It is worth noting that while these tests are run in sequence, we expect that some components tests will accumulate errors for the entire time frame. For example, while other tests are executing, memory upsets will continue to accumulate in the OCM and CRAM, and when the round-robin testing process returns to these tests, the upsets will be detected. This allows for potentially greater data collection than if these tests were strictly run independently. However, other tests such as the matrix multiplication (CPU) test, Crypto and DMA, primarily exercise their modules only while running their test.
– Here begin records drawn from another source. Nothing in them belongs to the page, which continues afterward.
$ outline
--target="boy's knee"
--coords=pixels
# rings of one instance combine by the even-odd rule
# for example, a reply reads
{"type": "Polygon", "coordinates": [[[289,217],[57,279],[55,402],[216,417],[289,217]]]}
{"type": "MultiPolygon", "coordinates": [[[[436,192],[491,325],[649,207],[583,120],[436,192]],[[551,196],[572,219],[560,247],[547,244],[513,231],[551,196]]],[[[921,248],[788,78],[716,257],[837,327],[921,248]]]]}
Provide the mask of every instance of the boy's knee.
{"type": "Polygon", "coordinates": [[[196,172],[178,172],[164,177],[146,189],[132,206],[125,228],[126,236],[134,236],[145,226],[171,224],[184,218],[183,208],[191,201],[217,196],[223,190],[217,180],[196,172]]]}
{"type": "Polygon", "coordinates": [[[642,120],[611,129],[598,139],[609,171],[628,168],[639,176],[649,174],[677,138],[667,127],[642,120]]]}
In such cases we anticipate if these modules were tested more often, more upsets would be detected. Furthermore, some of these modules, such as the Crypto and DMA, can be run asynchronously, meaning it would be possible to continue with testing other components while they executed, potentially increasing the amount of data that could be collected. Unfortunately we did not explore this approach in this work, and it will need to be investigated in the future.

This overlapping effect offered by the round-robin component-based approach is different than other approaches that may execute different programs in sequence, such as the work in [8], that executed different software executables in sequence to test different component failure rates. While our approach offers the benefit of collecting more upset data in less time, there is always a concern with how failures in one component may trigger failures in another. However, such cross-component failures may also be triggered when attempting to test one component in isolation, so future work will likely be required to further investigate this, and improve our methodologies.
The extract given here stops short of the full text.